Trotz Corona-Lockdowns ist am Sonntag in Portugal die Präsidentschaftswahl abgehalten worden. Umfragen zufolge dürfte der beliebte konservative Amtsinhaber Marcelo Rebelo de Sousa beim ersten Wahlgang die meisten Stimmen bekommen, womöglich ist aber eine Stichwahl Mitte Februar nötig. Der rechtspopulistische Kandidat André Ventura hoffte auf einen Achtungserfolg. Trotz des derzeitigen Corona-Lockdowns war die Wahlbeteiligung ersten Erhebungen zufolge nicht so niedrig wie befürchtet.
In der Hauptstadt Lissabon bildeten sich schon kurz nach der Öffnung Schlangen vor den Wahllokalen, die Wähler wurden zur Eindämmung der Corona-Pandemie nur einzeln eingelassen. Die 63-jährige Lehrerin Fatima Cristo sagte vor einem Wahllokal in einer Bücherei, der Urnengang sei gut organisiert und “nicht allzu einschüchternd, trotz all der Angst”.
Der 54-jährige José Barra sagte: “Nichts hätte mich von der Stimmabgabe abgehalten, aber ich denke, dass beispielsweise ältere Menschen sowohl vom Virus als auch von den Schlangen abgeschreckt werden.”
“An alle, die wählen können und wollen: Überwindet Eure Ängste”, rief Rebelo de Sousa die Bürger bei seiner Stimmabgabe im nordportugiesischen Celorico de Basto auf. Dank Beachtung der Corona-Schutzregeln und der Geduld der Portugiesen laufe der Urnengang im ganzen Land problemlos.

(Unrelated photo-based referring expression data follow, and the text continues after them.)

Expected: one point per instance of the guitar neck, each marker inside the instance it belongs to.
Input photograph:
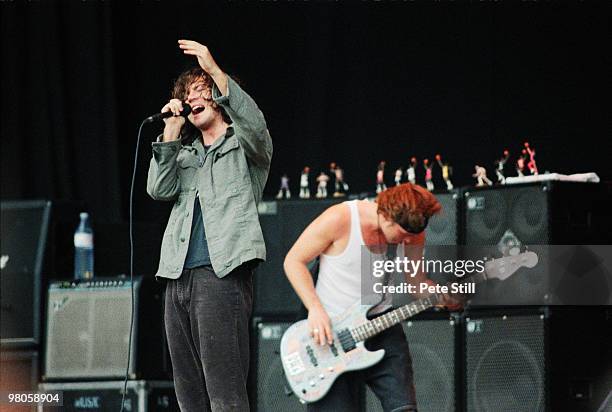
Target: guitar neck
(377, 325)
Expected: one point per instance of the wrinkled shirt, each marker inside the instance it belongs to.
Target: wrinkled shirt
(229, 185)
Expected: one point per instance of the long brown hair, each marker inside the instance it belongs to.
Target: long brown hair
(180, 90)
(408, 205)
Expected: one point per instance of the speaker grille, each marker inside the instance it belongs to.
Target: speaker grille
(87, 332)
(271, 395)
(505, 364)
(524, 210)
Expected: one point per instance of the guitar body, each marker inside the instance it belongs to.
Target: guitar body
(311, 369)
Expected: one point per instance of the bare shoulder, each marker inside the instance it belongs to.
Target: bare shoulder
(335, 217)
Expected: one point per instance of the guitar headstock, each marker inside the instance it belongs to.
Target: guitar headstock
(502, 268)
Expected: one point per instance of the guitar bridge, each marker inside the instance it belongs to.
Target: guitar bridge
(346, 340)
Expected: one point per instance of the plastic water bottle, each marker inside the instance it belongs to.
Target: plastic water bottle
(83, 249)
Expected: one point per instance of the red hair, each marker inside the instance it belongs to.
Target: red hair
(408, 205)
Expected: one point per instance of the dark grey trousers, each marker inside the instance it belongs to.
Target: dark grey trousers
(391, 379)
(207, 324)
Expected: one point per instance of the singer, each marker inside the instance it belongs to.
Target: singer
(213, 165)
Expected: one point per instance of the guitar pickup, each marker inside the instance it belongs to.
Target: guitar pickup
(313, 358)
(346, 340)
(334, 350)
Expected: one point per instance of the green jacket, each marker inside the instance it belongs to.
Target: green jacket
(229, 184)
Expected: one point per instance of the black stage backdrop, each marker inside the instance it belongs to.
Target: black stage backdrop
(350, 83)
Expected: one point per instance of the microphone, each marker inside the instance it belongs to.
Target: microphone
(159, 116)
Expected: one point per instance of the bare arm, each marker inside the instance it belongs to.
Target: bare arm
(317, 238)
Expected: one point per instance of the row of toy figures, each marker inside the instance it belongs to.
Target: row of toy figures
(447, 171)
(526, 158)
(340, 186)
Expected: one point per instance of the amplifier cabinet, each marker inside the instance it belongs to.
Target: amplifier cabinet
(141, 396)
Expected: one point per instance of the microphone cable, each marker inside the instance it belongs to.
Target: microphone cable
(131, 230)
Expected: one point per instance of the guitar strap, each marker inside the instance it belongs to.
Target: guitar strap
(390, 255)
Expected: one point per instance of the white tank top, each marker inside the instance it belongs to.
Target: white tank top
(339, 282)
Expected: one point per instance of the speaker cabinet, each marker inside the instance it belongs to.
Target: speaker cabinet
(34, 239)
(140, 396)
(555, 359)
(538, 216)
(282, 223)
(432, 340)
(88, 326)
(560, 213)
(267, 376)
(24, 236)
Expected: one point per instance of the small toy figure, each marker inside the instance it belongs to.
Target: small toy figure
(499, 168)
(428, 175)
(481, 176)
(304, 184)
(531, 165)
(398, 176)
(380, 177)
(520, 163)
(447, 170)
(340, 186)
(410, 172)
(284, 189)
(322, 186)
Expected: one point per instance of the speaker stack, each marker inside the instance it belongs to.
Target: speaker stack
(88, 342)
(520, 350)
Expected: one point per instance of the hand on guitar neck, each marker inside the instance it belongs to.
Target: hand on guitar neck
(320, 325)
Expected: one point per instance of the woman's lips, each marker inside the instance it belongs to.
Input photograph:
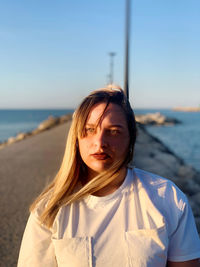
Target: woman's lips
(100, 156)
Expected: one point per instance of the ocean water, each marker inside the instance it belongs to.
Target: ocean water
(183, 139)
(13, 121)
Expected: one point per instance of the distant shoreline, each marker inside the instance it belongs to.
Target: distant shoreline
(187, 109)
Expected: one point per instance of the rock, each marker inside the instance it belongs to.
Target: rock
(49, 123)
(65, 118)
(186, 171)
(155, 119)
(21, 136)
(11, 140)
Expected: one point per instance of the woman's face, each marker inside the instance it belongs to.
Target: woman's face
(107, 138)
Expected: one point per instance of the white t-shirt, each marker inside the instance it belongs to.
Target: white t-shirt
(145, 222)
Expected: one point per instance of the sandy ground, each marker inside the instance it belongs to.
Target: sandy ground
(26, 167)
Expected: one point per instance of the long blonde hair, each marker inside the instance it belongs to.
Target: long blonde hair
(62, 190)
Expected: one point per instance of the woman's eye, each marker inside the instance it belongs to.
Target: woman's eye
(114, 131)
(90, 130)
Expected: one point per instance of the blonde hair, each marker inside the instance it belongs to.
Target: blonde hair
(62, 190)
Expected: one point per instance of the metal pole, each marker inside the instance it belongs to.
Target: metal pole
(111, 54)
(127, 42)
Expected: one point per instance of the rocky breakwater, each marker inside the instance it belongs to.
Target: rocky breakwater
(154, 156)
(43, 126)
(155, 119)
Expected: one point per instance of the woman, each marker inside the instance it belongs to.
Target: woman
(100, 212)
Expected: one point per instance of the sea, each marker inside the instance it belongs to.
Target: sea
(183, 139)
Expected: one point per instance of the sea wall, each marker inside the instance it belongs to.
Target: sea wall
(154, 156)
(150, 154)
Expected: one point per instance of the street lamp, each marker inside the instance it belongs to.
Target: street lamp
(111, 75)
(127, 42)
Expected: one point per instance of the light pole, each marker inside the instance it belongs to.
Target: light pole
(127, 44)
(111, 75)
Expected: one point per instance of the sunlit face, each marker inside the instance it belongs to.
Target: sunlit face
(107, 138)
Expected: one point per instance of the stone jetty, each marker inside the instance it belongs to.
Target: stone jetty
(34, 158)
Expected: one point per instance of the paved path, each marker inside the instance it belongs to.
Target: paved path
(26, 167)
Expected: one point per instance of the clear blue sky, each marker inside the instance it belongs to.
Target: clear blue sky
(53, 53)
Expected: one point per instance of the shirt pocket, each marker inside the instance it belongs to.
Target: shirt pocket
(147, 247)
(73, 252)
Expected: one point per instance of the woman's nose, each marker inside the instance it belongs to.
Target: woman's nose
(101, 140)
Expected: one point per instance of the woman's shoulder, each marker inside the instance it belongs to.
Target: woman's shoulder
(161, 190)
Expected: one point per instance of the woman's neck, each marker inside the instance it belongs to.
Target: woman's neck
(113, 186)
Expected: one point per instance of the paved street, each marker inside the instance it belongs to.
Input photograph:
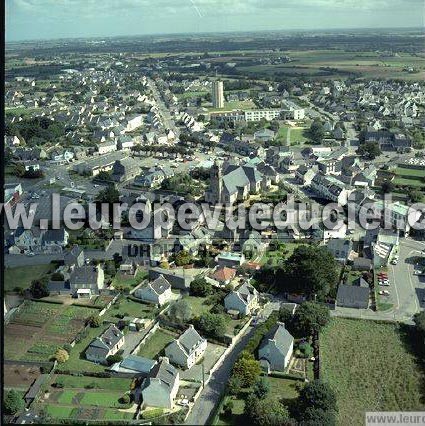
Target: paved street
(210, 395)
(407, 290)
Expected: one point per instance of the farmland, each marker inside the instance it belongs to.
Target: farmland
(84, 398)
(22, 277)
(38, 328)
(378, 355)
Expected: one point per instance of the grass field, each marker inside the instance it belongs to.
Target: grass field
(282, 389)
(77, 402)
(129, 282)
(38, 329)
(22, 277)
(77, 361)
(112, 383)
(156, 343)
(371, 368)
(229, 106)
(130, 308)
(409, 173)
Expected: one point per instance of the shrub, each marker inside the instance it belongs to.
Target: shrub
(125, 399)
(61, 356)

Bis 17.00 Uhr gaben 35,4 Prozent der Wahlberechtigten ihre Stimme ab. Damit war die Quote nur etwas geringer als bei der vorherigen Präsidentschaftswahl zur selben Tageszeit. Die Warnungen von Experten vor einer Wahlbeteiligung von unter 30 Prozent bewahrheiteten sich also nicht. Damit sank die Wahrscheinlichkeit, dass eine Stichwahl am 14. Februar notwendig ist.
Da die Briefwahl in Portugal kaum verbreitet ist, hatten die Behörden vor einer Woche bereits eine vorgezogene Stimmabgabe organisiert. Fast 200.000 Bürger wurden dabei in den Wahllokalen gezählt.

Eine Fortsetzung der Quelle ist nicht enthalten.